Dieser Beitrag erscheint in der Rubrik finews.first. Darin nehmen Autorinnen und Autoren wöchentlich Stellung zu Wirtschafts- und Finanzthemen. Die Texte erscheinen auf Deutsch und Englisch. Die Auswahl der Texte liegt bei finews.ch.


Seit Montagmorgen, 7 Uhr, läutet das Telefon ununterbrochen – die Enthüllungen in den Sonntagsmedien haben die Journalisten aufgescheucht. Acht Anfragen für Stellungnahmen zur aktuellen Situation von Finanzportalen, Printmedien und Blogs und eine Anfrage für ein Interview mit dem CEO am Fernsehen – aber bitte noch am Vormittag.
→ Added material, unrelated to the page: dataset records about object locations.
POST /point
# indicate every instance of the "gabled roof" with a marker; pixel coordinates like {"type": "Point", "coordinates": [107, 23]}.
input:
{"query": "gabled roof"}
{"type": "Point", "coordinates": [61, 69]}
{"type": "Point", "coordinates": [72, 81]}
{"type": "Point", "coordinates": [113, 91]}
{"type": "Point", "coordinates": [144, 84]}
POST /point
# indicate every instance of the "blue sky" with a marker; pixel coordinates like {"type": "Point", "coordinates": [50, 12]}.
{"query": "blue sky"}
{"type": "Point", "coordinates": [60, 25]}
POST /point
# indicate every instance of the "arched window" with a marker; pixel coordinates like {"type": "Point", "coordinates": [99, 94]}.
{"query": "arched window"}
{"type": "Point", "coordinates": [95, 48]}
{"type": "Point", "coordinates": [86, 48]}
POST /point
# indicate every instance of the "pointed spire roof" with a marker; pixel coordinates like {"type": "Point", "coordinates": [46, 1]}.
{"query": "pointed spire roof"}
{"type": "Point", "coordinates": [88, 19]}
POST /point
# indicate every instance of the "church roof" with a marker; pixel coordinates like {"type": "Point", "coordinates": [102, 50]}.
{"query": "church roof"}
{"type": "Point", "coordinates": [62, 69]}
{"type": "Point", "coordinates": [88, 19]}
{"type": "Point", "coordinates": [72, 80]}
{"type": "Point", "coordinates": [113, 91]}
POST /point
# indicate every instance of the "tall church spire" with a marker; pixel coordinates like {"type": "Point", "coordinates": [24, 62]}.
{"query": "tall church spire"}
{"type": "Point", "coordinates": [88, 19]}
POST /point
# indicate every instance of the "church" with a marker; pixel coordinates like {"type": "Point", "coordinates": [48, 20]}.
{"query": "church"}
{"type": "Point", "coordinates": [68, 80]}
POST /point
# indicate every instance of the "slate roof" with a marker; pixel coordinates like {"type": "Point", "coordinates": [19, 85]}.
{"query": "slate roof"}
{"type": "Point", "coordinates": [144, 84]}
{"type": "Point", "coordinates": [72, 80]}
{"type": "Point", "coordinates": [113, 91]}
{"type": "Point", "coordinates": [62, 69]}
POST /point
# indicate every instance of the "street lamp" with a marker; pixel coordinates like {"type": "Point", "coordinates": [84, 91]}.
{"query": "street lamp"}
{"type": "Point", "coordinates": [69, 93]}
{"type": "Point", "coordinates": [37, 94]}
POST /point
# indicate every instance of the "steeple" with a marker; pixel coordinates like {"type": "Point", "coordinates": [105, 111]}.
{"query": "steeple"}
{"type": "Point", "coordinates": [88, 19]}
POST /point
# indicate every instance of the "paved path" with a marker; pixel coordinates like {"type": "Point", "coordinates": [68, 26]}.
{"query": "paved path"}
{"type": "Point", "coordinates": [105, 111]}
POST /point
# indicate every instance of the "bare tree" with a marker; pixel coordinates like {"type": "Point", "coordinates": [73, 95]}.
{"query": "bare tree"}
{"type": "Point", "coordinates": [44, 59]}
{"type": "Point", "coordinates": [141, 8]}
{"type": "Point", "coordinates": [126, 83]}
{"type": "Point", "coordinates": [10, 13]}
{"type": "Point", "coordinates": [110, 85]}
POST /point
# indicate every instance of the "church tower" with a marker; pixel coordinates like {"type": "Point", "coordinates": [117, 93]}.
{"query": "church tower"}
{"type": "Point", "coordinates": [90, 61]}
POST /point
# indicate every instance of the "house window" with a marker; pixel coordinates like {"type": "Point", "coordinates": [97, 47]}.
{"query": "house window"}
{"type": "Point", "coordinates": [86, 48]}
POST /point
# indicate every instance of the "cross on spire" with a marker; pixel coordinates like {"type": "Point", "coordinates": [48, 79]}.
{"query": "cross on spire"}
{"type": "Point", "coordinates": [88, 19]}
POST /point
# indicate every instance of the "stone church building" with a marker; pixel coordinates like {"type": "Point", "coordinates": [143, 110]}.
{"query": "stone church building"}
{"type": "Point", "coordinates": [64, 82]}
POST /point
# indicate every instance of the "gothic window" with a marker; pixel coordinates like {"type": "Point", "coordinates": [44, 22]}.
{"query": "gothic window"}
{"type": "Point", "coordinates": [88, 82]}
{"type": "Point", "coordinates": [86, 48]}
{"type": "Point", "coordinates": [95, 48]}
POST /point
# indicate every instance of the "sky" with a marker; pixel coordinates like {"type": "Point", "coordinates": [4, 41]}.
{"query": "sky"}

Stimmt es, dass...? Hat die Geschäftsleitung gewusst, dass...? Was sind die Konsequenzen für Ihr Unternehmen? Denkt der CEO über einen Rücktritt nach?

So kann es zu und her gehen, wenn ein Unternehmen, nehmen wir mal an, in den Paradise Papers erwähnt wird; egal ob die «Enthüllungen» der Wahrheit entsprechen oder konstruiert sind. Und das ist erst der Anfang – sind Sie bereit?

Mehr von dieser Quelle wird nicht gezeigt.